Kirkus Reviews QR Code
ONWARD WE CHARGE by H. Paul Jeffers

ONWARD WE CHARGE

The Heroic Story of Darby’s Rangers in World War II

by H. Paul Jeffers

Pub Date: July 3rd, 2007
ISBN: 978-0-451-22128-5
Publisher: NAL Caliber/Berkley

An enthusiastic, only mildly critical account of America's original elite fighting unit.

Special forces like the Green Berets and SEALs didn’t exist when the U.S. entered World War II. Admiring the spectacular hit-and-run tactics of British Commandos, American leaders decided to form a similar unit in 1942. Chosen as its leader was William Darby, an obscure but popular staff officer of the 34th Infantry, the first American division to arrive in the U.K. Within two weeks, Darby had assembled 600 volunteers and led the newly named 1st Ranger Battalion to a Commando camp in Scotland for a brutal summer of training. That autumn, the battalion stormed ashore in North Africa to knock out two batteries just before the main landing.

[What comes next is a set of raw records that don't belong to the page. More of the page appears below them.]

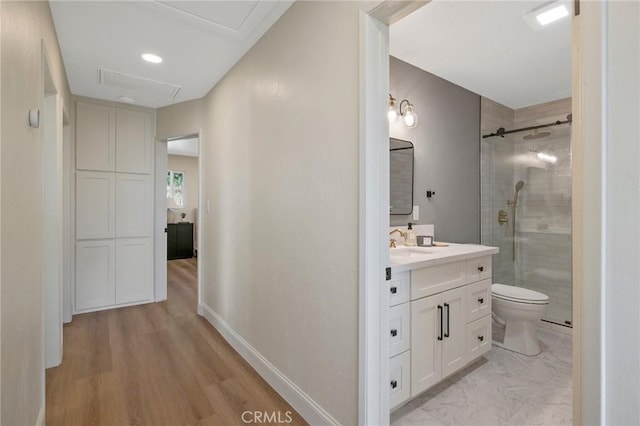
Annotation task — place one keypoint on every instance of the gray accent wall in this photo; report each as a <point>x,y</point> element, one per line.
<point>447,151</point>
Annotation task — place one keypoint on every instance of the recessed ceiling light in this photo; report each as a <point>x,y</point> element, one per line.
<point>150,57</point>
<point>543,16</point>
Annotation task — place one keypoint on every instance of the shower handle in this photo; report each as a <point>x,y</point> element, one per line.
<point>502,217</point>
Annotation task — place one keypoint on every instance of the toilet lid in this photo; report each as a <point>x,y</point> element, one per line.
<point>518,294</point>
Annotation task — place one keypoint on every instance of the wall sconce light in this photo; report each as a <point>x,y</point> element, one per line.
<point>408,115</point>
<point>391,110</point>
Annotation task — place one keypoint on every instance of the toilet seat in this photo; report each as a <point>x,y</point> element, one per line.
<point>518,294</point>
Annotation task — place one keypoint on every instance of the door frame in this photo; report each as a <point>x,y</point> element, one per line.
<point>160,213</point>
<point>53,259</point>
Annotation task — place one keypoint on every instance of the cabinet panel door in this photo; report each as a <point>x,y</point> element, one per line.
<point>95,205</point>
<point>425,347</point>
<point>134,267</point>
<point>455,326</point>
<point>133,141</point>
<point>400,379</point>
<point>134,205</point>
<point>400,329</point>
<point>436,279</point>
<point>399,288</point>
<point>478,269</point>
<point>95,137</point>
<point>478,300</point>
<point>478,337</point>
<point>95,280</point>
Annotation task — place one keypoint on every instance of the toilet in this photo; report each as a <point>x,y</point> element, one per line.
<point>518,310</point>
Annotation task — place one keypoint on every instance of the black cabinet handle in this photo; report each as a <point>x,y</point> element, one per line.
<point>441,320</point>
<point>446,305</point>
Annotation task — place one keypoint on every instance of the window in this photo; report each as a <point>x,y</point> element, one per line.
<point>175,188</point>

After other successful raids during the North African campaign, the Rangers, now expanded to a regiment, preceded the invasion of Sicily and of the Italian mainland at Salerno to protect one flank of the landing. An avalanche of publicity fostered by Phil Stern, a famous photographer who attached himself to the unit, made Darby’s Rangers as familiar to Americans as Patton’s Third Army or Rommel’s Afrika Korps. Britain’s handful of Commando units remained reserved for special operations, but the Rangers kept growing, and commanders could not resist using them on the front lines, where they suffered far more casualties than in raids. In the bloody January 1944 Anzio campaign, a botched attack decimated the unit. Other Ranger units made history in Normandy and the Pacific, but the remnants of Darby’s group scattered and never again fought together.

The extremely prolific Jeffers (An Honest President, 2000, etc.) does much of his research in other popular histories. Military buffs who have read those same books might give this one a pass, but readers unfamiliar with the Rangers will enjoy this dramatic account of their adventures.